Intensitas mulai terlihat, tapi peer menumpuk.
Dalam pertandingan uji coba, pelatih berkebangsaan Belanda itu tak menyorot skor.
Meski menang 2-0, eks pelatih Balestier Khalsa itu tertarik membahas cara bermain dan respons pemain terhadap pendekatan barunya.
"Sejujurnya, ini adalah pertandingan pertama kami setelah sepuluh atau sebelas hari latihan. Ini adalah pertama kalinya sebelum pertandingan saya berbicara tentang rencana kami dan bagaimana saya ingin bermain. Dan saya pikir intensitasnya sudah ada, namun jelas itu akan membutuhkan sedikit waktu," ucap Peter kepada awak media usai pertandingan di Stadion UNS, Sabtu (12/7) malam.

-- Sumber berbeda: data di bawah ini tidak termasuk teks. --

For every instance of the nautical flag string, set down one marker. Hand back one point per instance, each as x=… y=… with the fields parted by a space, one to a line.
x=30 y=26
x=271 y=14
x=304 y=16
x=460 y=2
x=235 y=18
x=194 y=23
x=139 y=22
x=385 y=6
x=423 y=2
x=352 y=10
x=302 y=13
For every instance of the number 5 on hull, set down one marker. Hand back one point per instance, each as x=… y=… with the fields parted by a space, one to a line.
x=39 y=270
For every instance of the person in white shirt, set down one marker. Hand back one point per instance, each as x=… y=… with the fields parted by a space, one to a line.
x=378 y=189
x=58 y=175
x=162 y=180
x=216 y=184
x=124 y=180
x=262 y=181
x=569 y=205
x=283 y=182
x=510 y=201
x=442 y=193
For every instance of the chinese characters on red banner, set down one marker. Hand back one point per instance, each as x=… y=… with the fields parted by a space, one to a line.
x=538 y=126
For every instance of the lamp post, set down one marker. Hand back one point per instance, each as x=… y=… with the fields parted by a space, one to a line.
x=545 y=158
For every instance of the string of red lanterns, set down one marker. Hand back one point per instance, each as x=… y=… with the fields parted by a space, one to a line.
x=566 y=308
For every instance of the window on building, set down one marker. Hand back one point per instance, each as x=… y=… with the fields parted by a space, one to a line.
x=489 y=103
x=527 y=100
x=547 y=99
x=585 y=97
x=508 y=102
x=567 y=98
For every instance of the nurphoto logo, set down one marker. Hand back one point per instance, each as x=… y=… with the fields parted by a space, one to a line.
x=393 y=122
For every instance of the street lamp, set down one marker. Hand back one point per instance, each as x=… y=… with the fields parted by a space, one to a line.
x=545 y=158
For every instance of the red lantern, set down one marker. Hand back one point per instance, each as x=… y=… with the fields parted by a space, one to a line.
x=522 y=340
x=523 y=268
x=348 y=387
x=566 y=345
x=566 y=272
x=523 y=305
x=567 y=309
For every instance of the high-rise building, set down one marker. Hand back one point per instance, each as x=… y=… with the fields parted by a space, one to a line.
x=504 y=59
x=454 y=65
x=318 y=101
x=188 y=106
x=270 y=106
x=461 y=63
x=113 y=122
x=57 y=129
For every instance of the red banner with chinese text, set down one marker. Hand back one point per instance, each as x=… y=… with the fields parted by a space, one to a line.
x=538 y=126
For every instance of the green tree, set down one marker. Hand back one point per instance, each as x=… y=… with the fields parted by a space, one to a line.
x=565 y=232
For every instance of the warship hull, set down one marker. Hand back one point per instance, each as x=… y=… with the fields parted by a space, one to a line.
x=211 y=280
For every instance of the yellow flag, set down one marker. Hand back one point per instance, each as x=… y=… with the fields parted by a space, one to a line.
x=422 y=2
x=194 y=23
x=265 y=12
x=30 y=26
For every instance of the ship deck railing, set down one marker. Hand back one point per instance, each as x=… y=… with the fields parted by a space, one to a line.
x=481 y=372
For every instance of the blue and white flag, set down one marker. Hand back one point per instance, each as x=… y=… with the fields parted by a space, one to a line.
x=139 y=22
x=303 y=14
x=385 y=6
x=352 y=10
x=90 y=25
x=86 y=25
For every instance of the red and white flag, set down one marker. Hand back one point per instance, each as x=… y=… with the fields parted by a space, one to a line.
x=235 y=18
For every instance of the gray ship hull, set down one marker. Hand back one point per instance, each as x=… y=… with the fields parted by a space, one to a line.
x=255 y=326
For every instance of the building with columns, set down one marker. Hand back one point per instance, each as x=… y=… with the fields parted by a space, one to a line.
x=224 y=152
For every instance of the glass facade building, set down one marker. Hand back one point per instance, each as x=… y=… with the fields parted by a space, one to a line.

Kesalahan demi kesalahan pun tak terelakan.
Alih-alih meratapinya, Peter menegaskan para pemain untuk belajar dari kesalahan.
Inilah progres untuk perkembangan bond kebanggaan wong Solo ke depannya.
"Kalian bisa lihat, saya pikir intensitas ada tapi masih banyak ruang untuk perbaikan. Kalian tahu ada banyak hal yang tidak perlu yang terjadi," lanjutnya.
Dua pekan menukangi Laskar Sambernyawa, Peter menekankan butuhnya adaptasi pemain dengan gaya pelatih baru.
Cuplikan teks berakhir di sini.